For primary school, the 2021 test concerned pupils who entered CP in 2016, i.e. one year before the implementation of the policy of splitting classes in priority education. At the end of primary school, the level of achievements of these pupils “increased slightly, after twelve years of stability”, notes the statistical service of the Ministry of National Education. In 2021, 62.5% of them had a satisfactory command of the skills required at the end of primary, compared to 60% in 2015. In other words, nearly 40% of pupils do not have this mastery before entering sixth grade. .

Fragile results

The Ministry of Education, however, welcomes the increase in the overall level, “all the more notable” as it comes one year after the closure of schools due to the pandemic. Moreover, if the girls are “always more efficient”, the boys “reduce the gaps”.

Behind this overall increase, the results are fragile. The proportion of pupils belonging to the weakest groups has been stable since 2015. The increase in the overall level is driven by pupils from the public sector excluding priority education. The performance gap between students in priority education and non-priority education has increased. And the differences in levels are always “very marked by the social origin of the students”. “The level gap between schools welcoming the most socially advantaged pupils and those welcoming the least advantaged pupils is around 30 points and has been stable since 2015”, underlines the study.

At both ends of the study’s performance scale, there are only 9.2% of critical readers “able to grasp the atmosphere and tone of a text to understand the intentions of the characters”. On the weakest side, 11% are “poor comprehensors” or even have very great difficulty reading.

In college, the boys down

The second note relates to the college and the results of the pupils who were in third in 2020-2021, in public and private establishments under contract. The overall results are “stable” between 2015 and 2021. Again, the ministry welcomes this, recalling the closure of establishments during confinement.

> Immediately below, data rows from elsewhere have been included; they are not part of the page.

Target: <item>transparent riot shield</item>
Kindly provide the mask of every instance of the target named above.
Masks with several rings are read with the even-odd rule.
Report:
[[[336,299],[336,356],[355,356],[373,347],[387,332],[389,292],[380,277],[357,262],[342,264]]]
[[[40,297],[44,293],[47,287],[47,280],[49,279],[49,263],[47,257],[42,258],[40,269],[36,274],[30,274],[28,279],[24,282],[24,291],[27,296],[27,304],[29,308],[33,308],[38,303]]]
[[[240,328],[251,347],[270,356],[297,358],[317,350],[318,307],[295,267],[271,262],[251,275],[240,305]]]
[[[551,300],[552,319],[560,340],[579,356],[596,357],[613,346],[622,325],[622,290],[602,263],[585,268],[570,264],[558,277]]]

But other indicators reflect a deterioration in results. Among boys first: the performance gap in favor of girls is 12 points, compared to 6 in 2015. In 2021, more than one in five boys will have difficulty understanding outside the context of everyday life. They are a little more than five out of ten to have a satisfactory level of mastery at the end of the third year, against nearly six out of ten girls – for the latter, the results are stable.

In addition, so-called “late” pupils (older than their classmates) are fewer in number but more in difficulty. Less than a quarter (22.7%) of them have a satisfactory command of the skills expected at the end of year three, compared to more than a third (35.5%) in 2015.

A third of “discouraged” college students

In priority education too, the results are down, with an 8-point drop since 2015: 30.2% of students there are in difficulty, compared to 16.6% outside priority education. The study evokes the effects of the pandemic: middle school students in priority education are those who had the most difficulty working between March and May 2020. The weight of social origin is also confirmed on the performance results of the students in the most and least advantaged schools.

In total, about a third of middle school students at the end of the third year say they are “quickly discouraged or deprived of strategies” when it comes to reading. To the question “when I am asked to read a one-page text, I am discouraged in advance”, 37.5% of students say they “tend to agree” or “totally agree “. And more than a third of college students (31.3%) feel in difficulty when they have to justify an answer.

The Minister of Education, Pap Ndiaye, promised to reform the college to curb the dropout, in particular the sixth class, considered as “pivotal”.